Le traitement thermique est le facteur différenciant invisible dans la fonderie métallique. Deux pièces moulées provenant du même bain de métal, ayant une composition chimique identique et une géométrie brute identique, peuvent présenter des propriétés mécaniques totalement différentes — l’une fragile et sujette aux fissures, l’autre tenace et résistante à la fatigue — uniquement en fonction de ce qui se produit à l’intérieur du four de traitement thermique.
Pour les ingénieurs qui spécifient des composants moulés, comprendre le traitement thermique n’est pas facultatif. La spécification de traitement thermique indiquée sur un plan détermine directement la résistance, la ductilité, la ténacité aux chocs, l’usinabilité et la stabilité dimensionnelle de la pièce. Un traitement thermique mal spécifié ou mal exécuté constitue l’une des causes les plus fréquentes d’échec des pièces moulées en service — et l’une des plus facilement évitables.
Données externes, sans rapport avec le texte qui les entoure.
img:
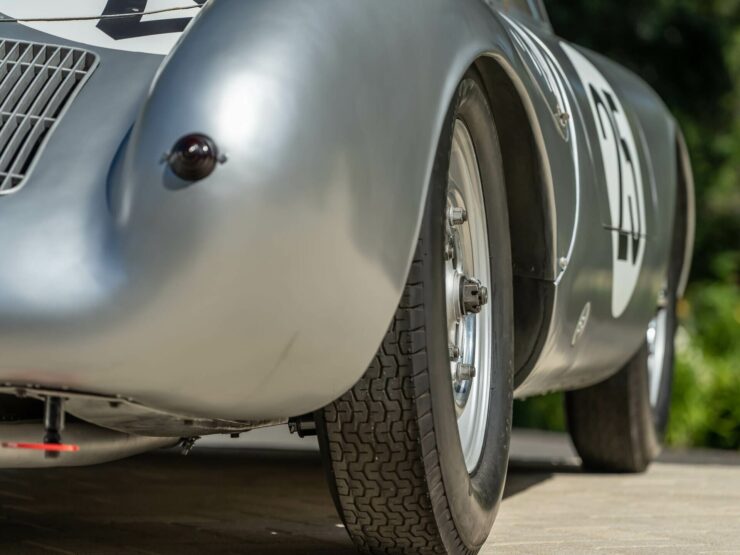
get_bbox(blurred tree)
[515,0,740,449]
Ce guide couvre les principaux procédés de traitement thermique appliqués aux moules en acier et en fonte, avec des paramètres pratiques, des explications métallurgiques et les exigences de contrôle qualité.
Contrairement aux produits laminés (tôles, barres, pièces forgées) qui subissent un traitement thermomécanique pendant leur mise en forme, les pièces moulées se solidifient dans un moule statique. La microstructure à l’état moulé est entièrement déterminée par la vitesse de refroidissement depuis la température de coulée — laquelle varie considérablement entre les sections épaisses et les sections minces d’une même pièce moulée.
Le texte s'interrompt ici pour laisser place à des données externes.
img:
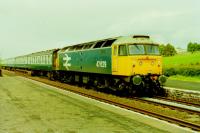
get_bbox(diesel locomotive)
[2,35,166,96]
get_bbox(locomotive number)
[96,61,106,68]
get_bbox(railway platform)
[0,76,193,133]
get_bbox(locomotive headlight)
[151,61,155,66]
[139,61,142,66]
[158,75,167,84]
[132,75,142,85]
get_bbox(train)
[2,35,166,96]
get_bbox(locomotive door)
[112,46,118,72]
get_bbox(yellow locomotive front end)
[112,36,166,95]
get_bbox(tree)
[187,42,200,53]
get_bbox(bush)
[164,67,200,76]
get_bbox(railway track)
[156,96,200,108]
[134,97,200,116]
[2,69,200,131]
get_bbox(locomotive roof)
[61,35,158,52]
| Objectif | Mécanisme | Procédure typique |
|---|---|---|
| Éliminer les contraintes résiduelles | Relaxation thermique des contraintes élastiques induites par un refroidissement différentiel | Recuit de détente |
| Affiner la structure de grains | Recristallisation des gros grains à l’état moulé | Normalisation |
| Améliorer l’usinabilité | Adoucir la matrice ; sphéroïdiser les carbures | Recuit complet, recuit sous-critique |
| Augmenter la résistance et la dureté | Formation de martensite, de bainite ou de perlite fine | Trempage et revenu |
| Améliorer la ténacité | Revenu de la martensite ; affinement du grain | Normalisation + revenu, T&R |
| Restaurer la résistance à la corrosion | Dissoudre les carbures de chrome précipités lors du coulage ou du soudage | Recuit de solution (acier inoxydable) |
| Obtenir une microstructure spécifique | Transformer la matrice en austéno-ferrite pour les fontes à graphite sphéroïdal améliorées (ADI) | Austémprage |
| Éliminer la fragilisation par l'hydrogène | Diffuser l'hydrogène hors de l'acier à température élevée | Évacuation thermique de l'hydrogène (défragilisation) |
Une fonderie professionnelle dotée d’une capacité intégrée de traitement thermique — telle que Dandong City Pengxin Machinery Co., Ltd. , qui exploite en interne des fours de normalisation, de trempe et de revenu équipés d’un contrôle calibré de la température et d’un enregistrement graphique — garantit que chaque pièce moulée quitte la fonderie dans l’état de traitement thermique spécifié, avec une traçabilité complète.
Objectif : Réduire les contraintes résiduelles issues de la solidification et du refroidissement sans modifier de façon significative la microstructure ni les propriétés mécaniques.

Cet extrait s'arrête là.